Once upon a time I'd set up my infrastructure to be running everything in one system, at least partly to cut down on power usage. It was a bit of a disaster.

WHY it was a bit of a disaster, though, is an interesting thing. See, I was going with a hypervisor on the bare metal (specifically, ESXi - I believe at the time it was 6.0), with my NAS in a VM on top of it and any other stuff I was running also on VMs. There were actually several iterations/configurations of this absolute nightmare.

  • First, I did it with Physical RDM - Raw Device Mappings. In theory, this takes a bare hard drive and just... passes it through to a particular VM. In reality too, actually. Result? Data on the drive can be read in another system without needing ESXi. It also runs like an absolute PIG.
  • Then, I just passed an HBA through to the VM (the "traditional" method for virtualizing a NAS that uses ZFS) and ran it that way. That worked fine. The problem was, that was ALL my bulk storage. Which meant I needed a small VM for the NAS boot drive that could sit on a single 2.5" drive (in my case a 64GB SSD), which needed to boot first, before ANY of the other VMs which were living on NAS storage could be powered up. In practice this was a nightmare after every reboot and/or power loss.

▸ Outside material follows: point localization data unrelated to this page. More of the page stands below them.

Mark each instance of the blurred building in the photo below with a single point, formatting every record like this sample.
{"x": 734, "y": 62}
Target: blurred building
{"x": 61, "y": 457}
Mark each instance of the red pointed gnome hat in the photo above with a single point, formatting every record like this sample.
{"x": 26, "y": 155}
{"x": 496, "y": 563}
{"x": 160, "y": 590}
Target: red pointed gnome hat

I'm once again considering this, but coming at it from a different angle this time. There's a couple of reasons for this, not least of which being hey, project! Funding for this is going to come from selling off a lot of stuff that I'm sitting on and not using at all. Still sorting out how I'm going to sell it all - I'm too lazy to pack and ship multiple servers and switches - but I'll get it figured out. I'm hoping to build a modern, high-power and high-function system that's also more efficient than my current setup.

But that's not the only motivation; I'm starting to have issues with Odin, my primary hypervisor. It's running ESXi, and functionality just seems to... lock up? All the VMs running on it are fine, including VCSA - I can access them all via web or ssh, all the services they're providing work fine, but VCSA can't communicate with the host its running from, and the host UI never completes login. Reboot fixes, but is a serious brute-force fix.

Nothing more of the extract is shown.